Date Written: March 26, 2005
Author: Front
Average Vote: 3.5714

Comments:
04/5/2005 Partytime (4): 'I shudder and drop the loaf.' Food is sex. Empower the hungry goddess. Embarrassingly, in my very chair here in the Cairncroft study, I tried to duplicate a couple of the motions described.
04/5/2005 The Rid: Ugh.
04/5/2005 Will Disney: Didn't you leave something out, first time author? Russian dressing, try?
04/5/2005 TheBuyer: If a girl wrote this, I feel less violated.
04/5/2005 anonymous: Dressing on the side. Female.
04/5/2005 TheBuyer (4): Ok!
04/5/2005 Jimson S. Sorghum: But that cured meats thing is a Seinfeld rip-off.
04/5/2005 Klause Muppet (4): Well done. For some one who doesn't eat corned beef, I'm aroused. Call me after lunch!
04/5/2005 The Rid: Would somebody explain the appeal of this short? Does a masturbating chick written by a chick automatically warrant four stars? What the hell?
04/5/2005 anonymous: I had to google the Seinfeld thing. Apparently the chick didn't like cured meats. I suppose there's always a rip-off to be found if you look hard enough but I was just writin'.
04/5/2005 Klause Muppet: Rid, if you ever write a short about you masturbating I'll give it 4 stars too.
04/5/2005 The Rid: Klause, you get four stars for that comment! This short, I'm leaning toward a two.
04/5/2005 TheBuyer: Rid, pretty much.
04/5/2005 The Rid (2): Sorry. This thing is retarded. Like the cat from yesterday.
04/5/2005 anonymous: Fair enough, The Rid, but one might say the same thing regarding shorts about blow jobs. They might. I wouldn't.

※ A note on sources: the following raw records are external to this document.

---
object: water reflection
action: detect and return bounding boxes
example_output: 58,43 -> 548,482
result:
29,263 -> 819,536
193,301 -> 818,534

04/5/2005 Jawbreaker (3): I know I haven't been on this site long, but hasn't this topic (beating off, not corned beef) already been covered? I think that a subject that is commonly written about needs to stand out. This one just did not stand out to me. Authors love to rip on people that write unoriginal shorts. How is this any different?
04/5/2005 TheBuyer: Jawbreaker, it's hot.
04/5/2005 Jawbreaker: Buyer, I just didn't think the "hot" factor was up to par.
04/5/2005 Klause Muppet: Imagine the protagonist as the Buyer in a wig. Hawt!
04/5/2005 TheBuyer: Jawbreaker, maybe so but she's new and bound to get hotter. Also, I'm putting the kaibosch on the word 'hot' or any derivative in regards to this thread. Kaibosch.
04/5/2005 John Slocum: That's hot.
04/5/2005 TheBuyer: yeesh.
04/5/2005 Mr. Pony (4): Yeah, hey, I liked this. I like sandwiches, too, and the way the author repeatedly and purposefully short-circuits any erotic pleasure the average reader could get out of this. Good job, author.
04/5/2005 anonymous: Thanks, Mr. Pony. Sandwiches are great.

In a non-attempt to be hot, I was basing this on a real life experience. It wasn't unoriginal at the time, Jawbreaker, but I wasn't trying to turn you on either. I appreciate the perspective. Everything eventually becomes a copy of something else. Masturbation is no exception, especially not at the office.
04/5/2005 Klause Muppet: A real life experience you say... Please go on.
04/5/2005 Litcube (4): Yes.
04/5/2005 anonymous: I'll spill a bit because it serves the short. This is a semi-regular "habit" after lunch. Here, the thought of eating lunch is a swift reminder of what is to follow and the story takes off.